# The algae starts



## lstratton (23 Feb 2008)

Hi there,
I have had my tank set up for about 3 weeks now, and brown algae has now started growing, although there is a fuzzy brown (hair algae?) on my cambomba.  I have pressurised CO2 (not sure on the bpm, but the permanent CO2 test is green).  I have about 2.5wpg and I'm using eco complete as the substrate and normal playsand (2 islands of eco, with a sand 'path' between them).
Tomorrow is water change day, so will clean it all off, but should I worry about this, or just put it down to things not being completely stable yet?


----------



## ceg4048 (23 Feb 2008)

Hi,
     Check JamesC Algae guide and you may see that this probably Diatom algae which normally forms just after tank setup and usually goes away after a few weeks: http://www.theplantedtank.co.uk/algae.htm

If you do multiple 50% to 80% water changes per week for the next 2 months or so you can reduce it's occurrence, as well as reduce the occurrence/severity of other algae forms.

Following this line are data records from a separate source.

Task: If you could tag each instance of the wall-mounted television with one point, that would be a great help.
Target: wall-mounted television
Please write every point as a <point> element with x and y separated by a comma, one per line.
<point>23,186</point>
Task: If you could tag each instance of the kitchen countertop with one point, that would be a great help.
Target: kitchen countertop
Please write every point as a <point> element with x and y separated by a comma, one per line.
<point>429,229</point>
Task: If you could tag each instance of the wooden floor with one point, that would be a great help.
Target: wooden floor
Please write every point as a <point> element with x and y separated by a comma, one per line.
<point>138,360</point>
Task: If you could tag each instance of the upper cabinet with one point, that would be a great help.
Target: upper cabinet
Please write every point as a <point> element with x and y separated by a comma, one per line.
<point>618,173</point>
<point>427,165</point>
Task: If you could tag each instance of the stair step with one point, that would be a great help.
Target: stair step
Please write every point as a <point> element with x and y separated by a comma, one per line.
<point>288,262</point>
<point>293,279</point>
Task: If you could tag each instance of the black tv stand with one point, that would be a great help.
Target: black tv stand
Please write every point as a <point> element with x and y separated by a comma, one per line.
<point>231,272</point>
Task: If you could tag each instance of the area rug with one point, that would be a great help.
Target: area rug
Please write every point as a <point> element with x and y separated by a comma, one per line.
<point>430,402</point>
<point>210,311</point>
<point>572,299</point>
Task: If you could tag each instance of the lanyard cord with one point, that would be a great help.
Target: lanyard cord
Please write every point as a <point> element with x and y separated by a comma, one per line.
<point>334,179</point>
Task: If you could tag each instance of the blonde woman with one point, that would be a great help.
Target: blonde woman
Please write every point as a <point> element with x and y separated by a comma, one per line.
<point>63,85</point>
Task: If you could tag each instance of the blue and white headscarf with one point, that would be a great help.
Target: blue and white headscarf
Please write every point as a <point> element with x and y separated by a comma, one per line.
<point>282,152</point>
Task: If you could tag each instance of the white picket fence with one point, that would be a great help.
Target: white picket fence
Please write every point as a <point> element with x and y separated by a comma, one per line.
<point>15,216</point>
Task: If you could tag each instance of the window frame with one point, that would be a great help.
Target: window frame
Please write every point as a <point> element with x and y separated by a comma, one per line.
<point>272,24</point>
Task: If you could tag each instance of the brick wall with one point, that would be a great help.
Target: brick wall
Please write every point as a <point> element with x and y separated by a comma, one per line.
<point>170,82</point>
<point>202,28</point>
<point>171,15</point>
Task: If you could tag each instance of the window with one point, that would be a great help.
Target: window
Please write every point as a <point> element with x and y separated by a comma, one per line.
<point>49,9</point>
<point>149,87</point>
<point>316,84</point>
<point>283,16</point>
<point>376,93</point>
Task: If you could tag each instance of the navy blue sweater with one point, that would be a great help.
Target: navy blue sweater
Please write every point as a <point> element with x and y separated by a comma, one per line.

Also, what water are you using in your CO2 test? If you are using tank water your indication is corrupted. Use 4 kH water only in the CO2 indicator.

Cheers,


----------



## lstratton (23 Feb 2008)

thankyou for that.  i am using 4dkh water in the co2 test and am doing a little under 50% water changes, so I'll up that.
Think I might add some otos in tomorrow to help with it.


----------